В это время на первом этаже Лора, потеряв всякое терпение, но не переходя на крик, осыпала яростными упреками домоправительницу: Мирей перевернула кувшин с настоем, и его пришлось делать заново. Жослин занялся растопкой печки, которая вдруг начала коптить. Вода никак не хотела закипать.

— Надо собраться с силами в такой момент, Мирей! — подхватил он. — Эрмин там, наверху, совсем одна. Я не слышу никакого шума. Господи, надеюсь, Тошан найдет эту акушерку! Она ведь могла уйти в другой дом! Все, я поднимаюсь!
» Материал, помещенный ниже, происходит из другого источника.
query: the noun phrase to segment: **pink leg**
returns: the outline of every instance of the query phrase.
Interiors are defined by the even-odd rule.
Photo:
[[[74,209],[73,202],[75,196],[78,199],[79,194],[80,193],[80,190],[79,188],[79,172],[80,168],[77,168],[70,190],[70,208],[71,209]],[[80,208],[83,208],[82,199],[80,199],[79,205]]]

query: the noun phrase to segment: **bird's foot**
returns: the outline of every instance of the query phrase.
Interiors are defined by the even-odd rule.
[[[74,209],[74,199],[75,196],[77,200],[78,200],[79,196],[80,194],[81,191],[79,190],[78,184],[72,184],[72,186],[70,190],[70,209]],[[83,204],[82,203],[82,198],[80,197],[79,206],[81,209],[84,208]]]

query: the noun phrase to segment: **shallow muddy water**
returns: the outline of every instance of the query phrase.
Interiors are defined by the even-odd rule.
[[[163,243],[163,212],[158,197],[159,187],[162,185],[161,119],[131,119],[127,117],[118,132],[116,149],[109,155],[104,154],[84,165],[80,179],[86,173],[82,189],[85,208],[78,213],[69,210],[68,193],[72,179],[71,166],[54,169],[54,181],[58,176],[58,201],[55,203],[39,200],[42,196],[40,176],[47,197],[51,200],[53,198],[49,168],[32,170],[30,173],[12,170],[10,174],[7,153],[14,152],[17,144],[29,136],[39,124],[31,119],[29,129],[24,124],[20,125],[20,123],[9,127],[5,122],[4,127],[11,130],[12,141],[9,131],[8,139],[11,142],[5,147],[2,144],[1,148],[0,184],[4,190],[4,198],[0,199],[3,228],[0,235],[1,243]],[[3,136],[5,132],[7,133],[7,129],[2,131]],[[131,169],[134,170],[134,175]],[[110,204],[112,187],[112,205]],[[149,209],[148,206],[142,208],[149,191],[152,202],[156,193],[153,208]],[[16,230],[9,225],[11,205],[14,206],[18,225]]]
— Нет, — остановила его Лора. — Эрмин все еще ходит по комнате. Я говорила с мадам Маргаритой, акушеркой, и она сказала, что ребенок очень большой и роды могут затянуться надолго. Давай оставим нашу девочку в покое! Мужчина в такой ситуации точно не помощник!

— Но могу же я, по меньшей мере, спросить, как она себя чувствует, не входя в комнату? — не сдавался Жослин, который искренне тревожился за дочь. — Что, если она потеряла сознание?

— Я слышу, как она ходит, — попыталась успокоить его Лора. — Разожги посильнее печь, чтобы вода закипела!

— Прошу вас, идите в гостиную! — взмолилась домоправительница. — Я не привыкла, чтобы в кухне было столько народу!

И все трое снова стали переговариваться вполголоса, что красноречиво говорило об их беспокойстве.


Эрмин продолжала ходить по комнате. Каждый раз, проходя мимо платяного шкафа, она ловила в зеркале свое отражение и удивлялась. Она была в длинной рубашке и с шалью на плечах, живот казался огромным. Время от времени молодая женщина раздвигала шторы и смотрела в окно.

«Лишь бы только Тошан нашел акушерку! — думала она. — С Мукки я страдала гораздо больше! А может, потуги не приходят, потому что до срока еще несколько дней?»